|Disaster Management Ethics (Department of Humanitarian Affairs/United Nations Disaster Relief Office - United Nations Development Programme , 1997, 70 p.)|
|TOPIC 4 Disaster fundraising, appeals and the utilization of funding resources|
A fundamental problem in disaster response is not lack of funds, but how funds are spent.
The fundamental irony in responding to disasters is that while the affected community may be devastated, it is the only long-term source of resources for its own recovery. Humanitarian agencies have for too long responded by transferring immense amounts of assistance to the affected population, using resources gained from fund-raising appeals which play on the loss and helplessness of the survivors, the victims. More effective disaster assistance builds from an inventory of the needs and capacities of the affected population and responds to the needs in ways which build capacity.
The underlying philosophy of Oxfam Americas long-standing disaster response policy is very much in keeping with the principles of the ethical litmus test contained in the essay. This policy, developed after the Cambodia relief effort in 1979, emphasizes the importance of reconstruction and development work even within a disaster response. In fact, large-scale disasters, to the extent that they shake the traditional structures and norms, actually provide an opportunity for oppressed and marginalized communities to work for fundamental change. For this reason the policy supports indigenous institutions, the enhancement of local capacity, and education and advocacy regarding the basic causes of the particular disaster and the reasons why the poor and vulnerable suffer disproportionately.
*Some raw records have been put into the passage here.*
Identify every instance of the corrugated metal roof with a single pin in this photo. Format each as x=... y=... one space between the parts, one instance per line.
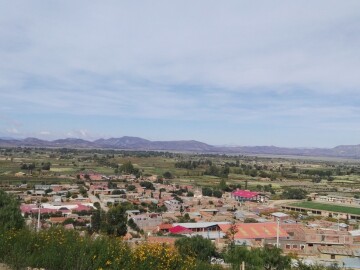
x=200 y=224
x=255 y=230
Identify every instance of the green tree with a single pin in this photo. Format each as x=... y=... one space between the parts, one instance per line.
x=116 y=221
x=222 y=185
x=10 y=215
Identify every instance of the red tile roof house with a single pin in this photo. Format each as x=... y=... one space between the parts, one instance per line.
x=246 y=195
x=180 y=230
x=257 y=232
x=164 y=227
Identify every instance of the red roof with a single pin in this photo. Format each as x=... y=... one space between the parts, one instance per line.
x=245 y=193
x=165 y=226
x=255 y=230
x=179 y=229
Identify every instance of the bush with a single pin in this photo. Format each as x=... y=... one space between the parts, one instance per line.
x=59 y=249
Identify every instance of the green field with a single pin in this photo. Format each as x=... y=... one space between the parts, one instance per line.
x=329 y=207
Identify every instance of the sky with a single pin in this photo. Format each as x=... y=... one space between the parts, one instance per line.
x=284 y=73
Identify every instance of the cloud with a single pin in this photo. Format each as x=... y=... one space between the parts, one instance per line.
x=285 y=63
x=12 y=131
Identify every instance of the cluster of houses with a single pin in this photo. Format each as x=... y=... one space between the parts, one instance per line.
x=242 y=216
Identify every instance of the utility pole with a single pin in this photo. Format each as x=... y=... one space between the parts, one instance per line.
x=277 y=232
x=39 y=207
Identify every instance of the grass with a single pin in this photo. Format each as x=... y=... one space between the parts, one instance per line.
x=329 y=207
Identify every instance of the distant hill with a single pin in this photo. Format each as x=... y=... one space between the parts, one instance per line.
x=135 y=143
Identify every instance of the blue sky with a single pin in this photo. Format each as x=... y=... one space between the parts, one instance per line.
x=283 y=73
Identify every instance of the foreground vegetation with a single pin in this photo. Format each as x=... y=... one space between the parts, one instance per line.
x=57 y=248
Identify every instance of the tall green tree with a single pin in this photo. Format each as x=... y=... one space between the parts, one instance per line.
x=10 y=215
x=116 y=220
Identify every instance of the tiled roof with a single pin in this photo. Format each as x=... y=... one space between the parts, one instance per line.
x=165 y=226
x=245 y=193
x=255 y=230
x=179 y=229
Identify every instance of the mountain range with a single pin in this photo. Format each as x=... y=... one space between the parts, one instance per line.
x=135 y=143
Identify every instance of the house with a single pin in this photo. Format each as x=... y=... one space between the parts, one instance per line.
x=257 y=232
x=280 y=216
x=246 y=195
x=172 y=205
x=147 y=221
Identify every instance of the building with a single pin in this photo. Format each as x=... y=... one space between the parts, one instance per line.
x=246 y=195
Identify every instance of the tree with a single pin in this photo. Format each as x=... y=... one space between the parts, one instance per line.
x=168 y=175
x=96 y=220
x=207 y=191
x=222 y=185
x=10 y=215
x=217 y=193
x=268 y=258
x=116 y=221
x=274 y=260
x=197 y=246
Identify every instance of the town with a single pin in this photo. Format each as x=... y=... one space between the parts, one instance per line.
x=306 y=223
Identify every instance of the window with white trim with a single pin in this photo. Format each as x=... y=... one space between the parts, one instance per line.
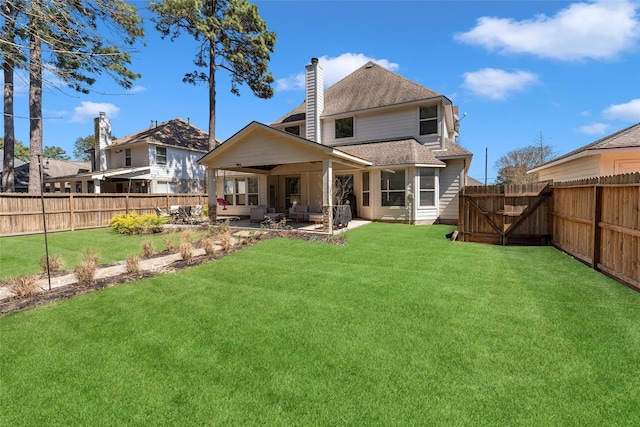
x=241 y=191
x=344 y=128
x=429 y=120
x=427 y=186
x=392 y=187
x=161 y=155
x=365 y=189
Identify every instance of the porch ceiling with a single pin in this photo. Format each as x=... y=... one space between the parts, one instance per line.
x=259 y=149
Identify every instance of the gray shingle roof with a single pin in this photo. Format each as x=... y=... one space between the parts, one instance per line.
x=396 y=152
x=176 y=132
x=370 y=86
x=625 y=138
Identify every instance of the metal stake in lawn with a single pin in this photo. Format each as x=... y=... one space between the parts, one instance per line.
x=44 y=220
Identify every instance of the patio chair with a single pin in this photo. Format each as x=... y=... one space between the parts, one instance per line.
x=161 y=213
x=223 y=203
x=184 y=214
x=197 y=211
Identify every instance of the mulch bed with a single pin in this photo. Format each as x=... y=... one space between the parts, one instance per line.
x=12 y=304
Repeated use of these images has dulled the public to real suffering, while encouraging the public to view people as unable to solve their own problems.
A number of additional issues are highlighted in regard to the ethics of fund raising mentioned in the essay:
1. With the general publics capacity to receive and analyze information completely saturated, there is a tendency in the relief community to exaggerate the level of suffering involved in overseas disasters. Dire predictions are made (Cambodia: 3 million dead by Christmas; Somalia: the very survival of the Somali people is at stake), which turn out not to be true, precisely because the recovery and self-help capacity of the disaster victims has been grossly underestimated. Unfortunately, the net effect of these statements is to dull the impact of accurate assessments of future disasters. Even accurate assessments become easier to ignore or dismiss as another example of crying wolf to get attention.
2. A fundamental problem in disaster response is not lack of funds, but how funds are spent. A major ethical issue in disaster response is that millions of dollars are spent on salaries, per diems, transportation, and other support costs for the expatriate disaster relief experts. This money is spent back in the industrialized world or in the country which serves as the logistical base for the relief effort (Thailand for Cambodia, or Kenya for Somalia). Far more disaster response spending should be done by contracting services from the affected communities themselves, placing resources directly into the hands of the community whenever possible, and allowing the community to make decisions as to priorities for spending.
3. Many relief workers lack even the most rudimentary knowledge of the languages, cultures, and politics of the countries they are working in; they are profoundly outsiders, prescribing solutions precisely when the devastated population is most vulnerable. Too many relief workers ignore the ethical problem posed by the power they can wield through relief assistance.
4. The issue of starving babies is not that the images are indecent, but rather that the image portrays utter helplessness. No community is utterly helpless, even in times of war and famine. Repeated use of these images has dulled the public to real suffering, while encouraging the public to view people as unable to solve their own problems. The dignity and capacity of the affected people must be conveyed, along with real analysis as to causes of the disaster. Only with understanding created through analysis of root causes will the public begin to understand and support long-term solutions to the problems which create large-scale disasters.